Eric on Amy Winehouse at the Highline last week:
Should you go see Amy Winehouse live, together with her incredibly hip r&b band? I say “no, no, no.” So, if you read carefully, does Jon Pareles, here. Less than an hour and practically comatose throughout. Still, Back to Black is incredible; maybe the best album of the year, so far. Stay home and dance around your house to it instead.
Sal on the new David Bowie re-issues:
I'm not sure what the thinking was behind EMI's new David Bowie reissue campaign. They used the same remastering from the last reissues, still left off the bonus tracks, and jacked up the price to cover the costs of the fancy new “original LP replica” packaging. Boy, that'll save the industry. Who is going to buy these? No one, right? Well ... actuallly, I am a Bowie fan (read: freak) and I bought them all. Maybe EMI had me targeted all along.

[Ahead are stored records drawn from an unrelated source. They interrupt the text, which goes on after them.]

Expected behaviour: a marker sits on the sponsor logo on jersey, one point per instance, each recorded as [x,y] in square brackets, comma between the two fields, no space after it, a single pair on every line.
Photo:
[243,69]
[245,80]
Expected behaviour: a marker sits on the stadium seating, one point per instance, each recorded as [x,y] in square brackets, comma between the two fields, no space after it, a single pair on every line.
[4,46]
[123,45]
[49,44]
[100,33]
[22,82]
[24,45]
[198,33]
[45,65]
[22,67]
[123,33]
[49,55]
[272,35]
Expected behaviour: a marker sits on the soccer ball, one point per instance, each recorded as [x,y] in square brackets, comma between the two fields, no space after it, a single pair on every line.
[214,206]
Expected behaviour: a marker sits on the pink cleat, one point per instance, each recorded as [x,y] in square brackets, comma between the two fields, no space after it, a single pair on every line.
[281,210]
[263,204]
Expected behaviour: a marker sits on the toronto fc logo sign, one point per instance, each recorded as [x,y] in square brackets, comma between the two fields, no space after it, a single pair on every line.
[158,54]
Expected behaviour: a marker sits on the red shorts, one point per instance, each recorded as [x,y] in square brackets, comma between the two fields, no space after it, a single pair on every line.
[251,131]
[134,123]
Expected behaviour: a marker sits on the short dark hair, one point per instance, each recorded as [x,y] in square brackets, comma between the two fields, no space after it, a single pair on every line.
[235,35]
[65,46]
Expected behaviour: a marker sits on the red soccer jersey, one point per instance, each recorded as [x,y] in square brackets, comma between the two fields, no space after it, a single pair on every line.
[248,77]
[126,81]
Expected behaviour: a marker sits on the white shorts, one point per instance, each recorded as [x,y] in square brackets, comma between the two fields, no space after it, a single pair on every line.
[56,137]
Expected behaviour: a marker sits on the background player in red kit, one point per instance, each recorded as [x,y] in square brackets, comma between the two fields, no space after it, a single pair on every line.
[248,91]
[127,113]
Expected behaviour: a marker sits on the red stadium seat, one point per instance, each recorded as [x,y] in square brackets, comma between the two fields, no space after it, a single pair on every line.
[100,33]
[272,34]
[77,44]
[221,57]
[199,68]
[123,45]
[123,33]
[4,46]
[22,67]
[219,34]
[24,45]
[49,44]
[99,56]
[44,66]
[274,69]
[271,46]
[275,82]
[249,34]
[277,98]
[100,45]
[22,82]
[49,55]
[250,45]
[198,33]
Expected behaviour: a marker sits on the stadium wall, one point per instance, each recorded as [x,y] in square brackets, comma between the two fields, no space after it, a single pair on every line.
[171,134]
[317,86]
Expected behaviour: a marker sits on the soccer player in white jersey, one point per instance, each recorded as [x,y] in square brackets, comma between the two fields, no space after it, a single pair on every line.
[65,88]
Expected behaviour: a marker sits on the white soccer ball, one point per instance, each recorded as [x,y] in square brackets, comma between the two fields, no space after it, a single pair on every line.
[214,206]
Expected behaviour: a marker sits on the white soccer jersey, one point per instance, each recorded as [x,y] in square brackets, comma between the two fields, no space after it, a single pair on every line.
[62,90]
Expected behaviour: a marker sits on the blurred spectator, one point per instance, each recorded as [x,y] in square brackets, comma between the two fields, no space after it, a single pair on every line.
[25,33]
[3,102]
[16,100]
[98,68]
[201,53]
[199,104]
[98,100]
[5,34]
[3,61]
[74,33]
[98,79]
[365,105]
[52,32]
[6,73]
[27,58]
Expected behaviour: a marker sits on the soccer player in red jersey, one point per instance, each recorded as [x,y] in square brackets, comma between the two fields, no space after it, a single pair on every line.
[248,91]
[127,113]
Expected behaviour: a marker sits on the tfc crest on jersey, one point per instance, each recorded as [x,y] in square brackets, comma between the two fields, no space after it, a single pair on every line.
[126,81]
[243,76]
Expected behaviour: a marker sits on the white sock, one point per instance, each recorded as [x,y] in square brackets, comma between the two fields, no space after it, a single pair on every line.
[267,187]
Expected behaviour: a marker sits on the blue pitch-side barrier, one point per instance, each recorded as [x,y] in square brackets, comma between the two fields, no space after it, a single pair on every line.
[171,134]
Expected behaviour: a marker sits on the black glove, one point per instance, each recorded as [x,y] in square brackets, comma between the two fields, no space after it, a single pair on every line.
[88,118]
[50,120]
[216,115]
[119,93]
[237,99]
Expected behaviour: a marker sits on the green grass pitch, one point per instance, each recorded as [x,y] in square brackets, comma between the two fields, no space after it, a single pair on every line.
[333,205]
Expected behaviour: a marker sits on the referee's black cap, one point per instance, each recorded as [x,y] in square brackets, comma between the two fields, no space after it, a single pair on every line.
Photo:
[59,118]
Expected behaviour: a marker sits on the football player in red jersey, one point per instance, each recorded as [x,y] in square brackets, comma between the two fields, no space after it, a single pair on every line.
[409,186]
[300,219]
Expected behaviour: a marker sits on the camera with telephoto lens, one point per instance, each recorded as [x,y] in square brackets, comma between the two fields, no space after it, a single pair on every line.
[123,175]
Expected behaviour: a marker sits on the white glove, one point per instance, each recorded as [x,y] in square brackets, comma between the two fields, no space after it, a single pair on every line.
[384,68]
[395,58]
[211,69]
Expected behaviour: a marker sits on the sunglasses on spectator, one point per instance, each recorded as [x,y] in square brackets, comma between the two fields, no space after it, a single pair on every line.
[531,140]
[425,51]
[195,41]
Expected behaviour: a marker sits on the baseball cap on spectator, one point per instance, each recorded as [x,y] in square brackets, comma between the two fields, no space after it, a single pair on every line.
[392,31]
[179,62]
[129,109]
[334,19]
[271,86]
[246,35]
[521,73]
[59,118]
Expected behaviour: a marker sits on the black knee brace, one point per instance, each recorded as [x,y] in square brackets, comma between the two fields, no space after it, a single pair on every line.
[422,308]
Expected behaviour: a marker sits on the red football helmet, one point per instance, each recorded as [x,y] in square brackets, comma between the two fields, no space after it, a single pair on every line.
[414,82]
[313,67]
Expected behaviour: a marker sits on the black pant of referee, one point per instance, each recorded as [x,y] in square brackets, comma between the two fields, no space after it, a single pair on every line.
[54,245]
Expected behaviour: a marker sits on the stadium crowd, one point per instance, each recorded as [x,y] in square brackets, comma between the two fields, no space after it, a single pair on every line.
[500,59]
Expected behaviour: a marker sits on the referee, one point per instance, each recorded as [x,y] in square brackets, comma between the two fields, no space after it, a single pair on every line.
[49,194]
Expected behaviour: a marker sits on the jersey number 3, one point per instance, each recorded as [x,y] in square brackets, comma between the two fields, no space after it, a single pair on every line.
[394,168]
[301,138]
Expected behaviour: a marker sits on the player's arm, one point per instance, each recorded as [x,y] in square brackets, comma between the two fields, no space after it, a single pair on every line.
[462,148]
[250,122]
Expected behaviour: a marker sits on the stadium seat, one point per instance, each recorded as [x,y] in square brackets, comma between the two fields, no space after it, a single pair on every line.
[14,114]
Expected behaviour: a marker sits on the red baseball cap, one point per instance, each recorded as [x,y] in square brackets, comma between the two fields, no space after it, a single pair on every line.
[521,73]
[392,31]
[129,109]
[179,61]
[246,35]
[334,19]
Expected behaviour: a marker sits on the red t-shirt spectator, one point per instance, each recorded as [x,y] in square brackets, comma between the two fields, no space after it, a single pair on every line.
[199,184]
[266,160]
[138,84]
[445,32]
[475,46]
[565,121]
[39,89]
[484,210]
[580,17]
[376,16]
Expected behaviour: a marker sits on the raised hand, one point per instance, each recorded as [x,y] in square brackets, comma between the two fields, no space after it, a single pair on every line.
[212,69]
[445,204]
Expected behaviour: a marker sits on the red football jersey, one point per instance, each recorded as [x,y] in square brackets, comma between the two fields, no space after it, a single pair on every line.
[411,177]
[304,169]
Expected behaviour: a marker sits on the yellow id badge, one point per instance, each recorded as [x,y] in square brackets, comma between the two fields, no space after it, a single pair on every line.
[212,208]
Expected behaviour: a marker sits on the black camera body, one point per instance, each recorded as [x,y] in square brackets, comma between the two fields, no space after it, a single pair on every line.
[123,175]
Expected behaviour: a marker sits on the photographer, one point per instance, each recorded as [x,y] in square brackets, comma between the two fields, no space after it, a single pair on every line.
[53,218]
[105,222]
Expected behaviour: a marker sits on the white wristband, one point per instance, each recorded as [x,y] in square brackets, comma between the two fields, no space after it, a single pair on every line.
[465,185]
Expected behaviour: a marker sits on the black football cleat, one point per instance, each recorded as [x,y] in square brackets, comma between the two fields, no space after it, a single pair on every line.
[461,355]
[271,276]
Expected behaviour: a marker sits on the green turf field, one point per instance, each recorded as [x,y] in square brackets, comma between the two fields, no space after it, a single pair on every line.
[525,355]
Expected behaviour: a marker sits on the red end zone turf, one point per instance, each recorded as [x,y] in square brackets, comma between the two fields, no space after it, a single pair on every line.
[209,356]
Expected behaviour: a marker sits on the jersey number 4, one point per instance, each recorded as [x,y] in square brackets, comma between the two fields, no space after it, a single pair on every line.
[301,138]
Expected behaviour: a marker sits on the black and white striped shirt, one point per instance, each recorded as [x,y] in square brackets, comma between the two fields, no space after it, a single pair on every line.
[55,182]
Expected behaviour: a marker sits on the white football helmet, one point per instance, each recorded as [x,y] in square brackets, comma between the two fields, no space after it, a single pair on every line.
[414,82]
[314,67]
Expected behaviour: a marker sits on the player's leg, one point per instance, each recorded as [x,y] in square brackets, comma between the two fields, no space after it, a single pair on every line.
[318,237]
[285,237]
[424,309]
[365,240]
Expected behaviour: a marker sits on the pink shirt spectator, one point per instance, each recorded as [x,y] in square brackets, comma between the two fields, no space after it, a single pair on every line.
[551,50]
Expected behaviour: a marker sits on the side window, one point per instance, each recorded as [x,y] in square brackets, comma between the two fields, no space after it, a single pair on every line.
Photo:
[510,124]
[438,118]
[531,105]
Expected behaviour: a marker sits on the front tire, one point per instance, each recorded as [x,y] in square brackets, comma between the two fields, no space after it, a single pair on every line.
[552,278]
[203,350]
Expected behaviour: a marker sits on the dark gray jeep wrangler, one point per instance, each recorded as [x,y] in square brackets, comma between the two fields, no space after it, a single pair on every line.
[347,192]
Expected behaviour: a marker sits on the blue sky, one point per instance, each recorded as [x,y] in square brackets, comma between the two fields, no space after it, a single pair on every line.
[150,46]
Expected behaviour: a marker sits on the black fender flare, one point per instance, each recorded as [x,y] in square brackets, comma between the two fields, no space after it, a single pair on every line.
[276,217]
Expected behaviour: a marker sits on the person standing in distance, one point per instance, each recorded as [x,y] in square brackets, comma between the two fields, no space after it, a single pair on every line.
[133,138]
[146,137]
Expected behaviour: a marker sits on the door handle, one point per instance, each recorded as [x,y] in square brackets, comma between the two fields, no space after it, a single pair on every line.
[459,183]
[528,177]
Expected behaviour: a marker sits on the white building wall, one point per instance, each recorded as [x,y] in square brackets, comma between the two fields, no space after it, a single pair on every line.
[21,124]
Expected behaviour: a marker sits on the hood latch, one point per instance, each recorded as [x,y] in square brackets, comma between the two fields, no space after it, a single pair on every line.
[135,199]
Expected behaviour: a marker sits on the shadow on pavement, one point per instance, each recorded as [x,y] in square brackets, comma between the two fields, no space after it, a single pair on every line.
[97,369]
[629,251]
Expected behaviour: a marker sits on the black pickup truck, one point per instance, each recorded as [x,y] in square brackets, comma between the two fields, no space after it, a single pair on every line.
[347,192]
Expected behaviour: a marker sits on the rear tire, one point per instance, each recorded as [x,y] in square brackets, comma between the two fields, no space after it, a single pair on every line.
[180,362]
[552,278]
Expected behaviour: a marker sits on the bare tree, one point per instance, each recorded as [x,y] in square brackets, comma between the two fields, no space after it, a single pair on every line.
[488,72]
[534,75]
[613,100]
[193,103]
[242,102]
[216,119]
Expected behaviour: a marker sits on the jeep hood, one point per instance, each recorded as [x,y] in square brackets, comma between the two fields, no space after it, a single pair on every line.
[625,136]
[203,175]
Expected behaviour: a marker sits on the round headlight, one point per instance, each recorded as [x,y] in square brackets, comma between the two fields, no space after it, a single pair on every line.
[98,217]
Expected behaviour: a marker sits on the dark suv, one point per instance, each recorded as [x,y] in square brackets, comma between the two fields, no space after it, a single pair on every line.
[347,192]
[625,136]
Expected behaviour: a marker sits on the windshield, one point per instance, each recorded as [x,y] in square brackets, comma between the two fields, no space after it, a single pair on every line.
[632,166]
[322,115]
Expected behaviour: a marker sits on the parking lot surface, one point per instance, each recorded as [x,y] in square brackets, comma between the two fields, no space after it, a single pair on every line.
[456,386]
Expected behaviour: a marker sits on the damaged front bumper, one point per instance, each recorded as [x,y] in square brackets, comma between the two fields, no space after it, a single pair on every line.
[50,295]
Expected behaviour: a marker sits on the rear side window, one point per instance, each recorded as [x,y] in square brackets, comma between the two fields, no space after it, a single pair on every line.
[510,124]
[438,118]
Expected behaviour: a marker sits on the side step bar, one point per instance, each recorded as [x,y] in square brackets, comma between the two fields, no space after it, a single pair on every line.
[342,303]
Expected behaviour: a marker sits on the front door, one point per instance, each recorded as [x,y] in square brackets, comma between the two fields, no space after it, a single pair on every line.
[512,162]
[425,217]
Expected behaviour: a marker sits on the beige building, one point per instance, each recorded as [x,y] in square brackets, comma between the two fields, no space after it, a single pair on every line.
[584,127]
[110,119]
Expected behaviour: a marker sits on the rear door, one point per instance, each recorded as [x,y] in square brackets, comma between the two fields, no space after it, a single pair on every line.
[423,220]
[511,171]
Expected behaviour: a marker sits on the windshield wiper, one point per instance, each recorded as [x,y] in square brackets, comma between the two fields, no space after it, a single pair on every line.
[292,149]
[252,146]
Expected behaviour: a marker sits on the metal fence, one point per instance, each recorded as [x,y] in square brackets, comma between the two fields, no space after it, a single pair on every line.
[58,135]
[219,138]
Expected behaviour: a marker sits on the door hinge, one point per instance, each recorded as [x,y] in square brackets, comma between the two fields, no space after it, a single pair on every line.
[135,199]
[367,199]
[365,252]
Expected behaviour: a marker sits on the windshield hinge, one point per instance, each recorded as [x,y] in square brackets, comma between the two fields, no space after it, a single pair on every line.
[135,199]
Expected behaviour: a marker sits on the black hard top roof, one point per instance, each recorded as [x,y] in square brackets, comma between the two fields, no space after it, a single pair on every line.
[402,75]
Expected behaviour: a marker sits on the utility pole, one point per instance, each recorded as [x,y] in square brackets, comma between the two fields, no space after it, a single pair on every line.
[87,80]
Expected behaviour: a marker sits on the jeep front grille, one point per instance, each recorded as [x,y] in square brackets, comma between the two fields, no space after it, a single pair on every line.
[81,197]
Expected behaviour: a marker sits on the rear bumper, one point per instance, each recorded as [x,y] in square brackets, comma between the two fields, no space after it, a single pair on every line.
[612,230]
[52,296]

The packaging is really the selling point, if you go for that sort of thing. The textured cover of Hunky Dory is back. The gatefolds of Aladdin Sane and Diamond Dogs are there as well (although they used the censored Diamond Dogs cover, making the “original LP replica” campaign even more confusing). The inner sleeves with lyrics are also included.
The audio quality is identical to the last batch or remasters, yet I found myself listening to each one over again, including the unjustly trashed Tin Machine CD, a much better record than most say. (People tear this record apart based on hearsay. few have actually heard it. IT ROCKS!!)
It's an expensive investment in a time when CD sales are at their lowest, but there are some collectors still out there, and it's a beautiful collection for us fans (read: freaks).
Sal, NYCD
Name: David Peirce
Hometown: Erie, CO
I fear we are remiss if we do not note that with support for Bush plummeting and election season beginning to heat up that the stage now seems to be set for a Gulf of Tonkin type incident.
Name: Carl
Hometown: Muscle Shoals
I won't vote for Mitt Romney. Although his religion is a big deal for 60 Minutes, it's not that big a deal for me. I won't vote for Romney because he is a Republican.
Name: Rob Stafford
Hometown: San Diego
Eric --
Are you or your readers aware of the planning around Blackwater West?
It's an 824-acre site they're planning to build in the San Diego area with “pistol and rifle ranges, a helipad, an armory and a defensive-driving track,” which will be used not just to train Blackwater employees, but police & military personnel as well.
Aside from what this expansion implies to me in terms of their ever-growing reach, does it concern anyone else that a massively profitable corporation, which makes most of its scratch from war, will be training our public servants & soldiers?
Name: Larry D. Kness
Hometown: Clinton, Iowa
Love you like a brother, Eric, but I would like to add something to your latest Nation article on Imus.
I get upset when the right is allowed to define an issue and they did a good job of defining the Imus issue.
Everywhere I went and everyone I talked to said the same thing, “but rap music”... yada yada yada.
Never once did I hear it mentioned that WHITE people make their share of music that is degrading to women too.
Have you read the lyrics to Buckcherry's song “Crazy Bi*ch”? With all the blathering about rap videos degrading women (which I agree with BTW), I wonder if you or your readers know the original video posted by Buckcherry online for that song featured a MINOR?